Il est certainement possible de développer cette analyse plus avant en regroupant ces observations sous des thèmes plus larges et en les examinant plus en détail. Néanmoins, je pense que ces points suffisent à démontrer à la fois les possibilités analytiques d’une telle approche et la mesure dans laquelle l’uniforme carcéral obligatoire constitue une imposition profondément coercitive au sein du système carcéral.
L’histoire de l’uniforme carcéral obligatoire en Turquie
Il est bien connu que la question de l’uniforme carcéral obligatoire est revenue à l’ordre du jour à la suite du coup d’État militaire du 12 septembre 1980, qu’elle a été imposée par une répression violente et qu’elle a suscité une résistance généralisée. En revanche, son histoire plus ancienne est beaucoup moins connue. En réalité, l’uniforme carcéral obligatoire a une histoire antérieure à 1980, qui remonte à l’Empire ottoman. L’un des plus anciens documents connus date de 1902. Un addendum à un mémorandum (tezkere zeyli) publié cette année-là précisait que, dans le cadre de la réorganisation et de la réforme des prisons, les prisonniers devaient être tenus de porter un uniforme obligatoire afin qu’ils ne puissent ni se procurer d’armes ni se soustraire facilement à une capture en cas d’évasion. Il qualifiait en outre l’uniforme obligatoire comme l’une des mesures les plus importantes à adopter dans le cadre de la réforme pénitentiaire [4].

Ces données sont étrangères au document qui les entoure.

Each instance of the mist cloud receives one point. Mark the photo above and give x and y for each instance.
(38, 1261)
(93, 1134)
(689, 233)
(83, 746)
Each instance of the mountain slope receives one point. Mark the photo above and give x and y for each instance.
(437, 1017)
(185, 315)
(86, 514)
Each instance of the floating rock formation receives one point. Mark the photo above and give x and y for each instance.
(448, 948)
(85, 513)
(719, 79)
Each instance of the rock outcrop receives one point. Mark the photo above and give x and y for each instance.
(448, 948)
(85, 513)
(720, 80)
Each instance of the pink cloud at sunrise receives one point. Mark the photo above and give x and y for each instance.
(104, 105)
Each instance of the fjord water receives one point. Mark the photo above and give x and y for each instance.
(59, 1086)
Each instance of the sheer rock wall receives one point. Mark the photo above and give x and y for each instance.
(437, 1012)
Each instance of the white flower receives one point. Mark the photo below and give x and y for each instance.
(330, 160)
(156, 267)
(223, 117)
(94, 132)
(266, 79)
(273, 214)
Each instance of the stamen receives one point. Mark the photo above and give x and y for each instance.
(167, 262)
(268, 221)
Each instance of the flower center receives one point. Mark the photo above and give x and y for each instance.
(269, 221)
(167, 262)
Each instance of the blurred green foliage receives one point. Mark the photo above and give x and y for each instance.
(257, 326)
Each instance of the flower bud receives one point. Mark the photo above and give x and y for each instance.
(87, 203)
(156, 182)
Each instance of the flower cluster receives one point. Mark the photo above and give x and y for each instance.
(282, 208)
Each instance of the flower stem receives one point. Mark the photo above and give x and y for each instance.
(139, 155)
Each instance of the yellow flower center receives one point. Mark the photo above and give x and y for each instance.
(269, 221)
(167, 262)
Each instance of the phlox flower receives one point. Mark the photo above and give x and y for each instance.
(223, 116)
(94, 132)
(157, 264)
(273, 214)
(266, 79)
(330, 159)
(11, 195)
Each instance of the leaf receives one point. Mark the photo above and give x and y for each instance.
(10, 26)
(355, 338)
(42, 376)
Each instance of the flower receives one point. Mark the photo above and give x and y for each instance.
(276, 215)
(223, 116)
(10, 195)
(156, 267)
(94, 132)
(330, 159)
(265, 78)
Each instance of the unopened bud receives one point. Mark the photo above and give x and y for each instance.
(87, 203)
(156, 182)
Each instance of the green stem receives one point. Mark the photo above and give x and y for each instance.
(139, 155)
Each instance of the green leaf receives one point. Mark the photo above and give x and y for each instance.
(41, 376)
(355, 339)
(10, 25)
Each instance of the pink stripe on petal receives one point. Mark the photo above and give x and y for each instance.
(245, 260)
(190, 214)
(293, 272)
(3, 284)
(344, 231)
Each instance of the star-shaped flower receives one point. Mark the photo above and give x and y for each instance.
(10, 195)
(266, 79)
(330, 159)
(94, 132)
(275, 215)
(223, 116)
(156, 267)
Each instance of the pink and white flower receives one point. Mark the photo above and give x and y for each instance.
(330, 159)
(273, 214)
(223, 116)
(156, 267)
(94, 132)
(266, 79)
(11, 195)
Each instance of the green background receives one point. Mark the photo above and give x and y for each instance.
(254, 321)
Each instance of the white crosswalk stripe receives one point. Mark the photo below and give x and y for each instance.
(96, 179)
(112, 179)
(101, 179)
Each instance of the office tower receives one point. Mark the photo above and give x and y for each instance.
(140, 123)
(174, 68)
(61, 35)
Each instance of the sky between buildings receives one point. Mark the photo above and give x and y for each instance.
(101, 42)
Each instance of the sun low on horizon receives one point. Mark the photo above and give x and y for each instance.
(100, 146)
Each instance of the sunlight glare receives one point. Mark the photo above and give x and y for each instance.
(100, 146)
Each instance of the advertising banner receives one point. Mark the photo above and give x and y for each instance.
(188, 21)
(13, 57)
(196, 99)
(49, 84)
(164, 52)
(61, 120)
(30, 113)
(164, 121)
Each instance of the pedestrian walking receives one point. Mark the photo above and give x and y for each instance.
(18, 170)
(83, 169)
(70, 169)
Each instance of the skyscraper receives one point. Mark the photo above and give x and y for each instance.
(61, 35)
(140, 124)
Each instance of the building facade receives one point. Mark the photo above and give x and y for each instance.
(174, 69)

À la suite de cette initiative, l’uniforme carcéral obligatoire a acquis un statut officiel avec le Règlement pénitentiaire (Nizamname) promulgué en 1916. Selon ce règlement, les personnes condamnées à plus de six mois de prison étaient tenues de porter un uniforme obligatoire. Malgré cette disposition, la mesure a toutefois été abandonnée pour des raisons financières [5].
Ce règlement, qui a formellement introduit l’uniforme carcéral obligatoire, est remarquable à d’autres titres également. À une époque où la réforme pénitentiaire figurait déjà à l’ordre du jour ottoman depuis plusieurs décennies, la Direction générale de l’administration pénitentiaire (Hapishaneler İdare-i Umumiye Müdüriyeti) a été créée au sein du ministère de l’Intérieur (Dâhiliye Nezareti) en 1911-1912. Lorsque la Direction est devenue inefficace en raison des guerres balkaniques, elle a été réorganisée en 1913-1914. En 1916, le Dr Paul Pollitz, qui dirigeait la prison cellulaire de Düsseldorf-Derendorf depuis 1906, a été nommé inspecteur général des prisons (Hapishaneler Müfettiş-i Umumisi) afin que le processus de réforme puisse être mené sous une direction expérimentée.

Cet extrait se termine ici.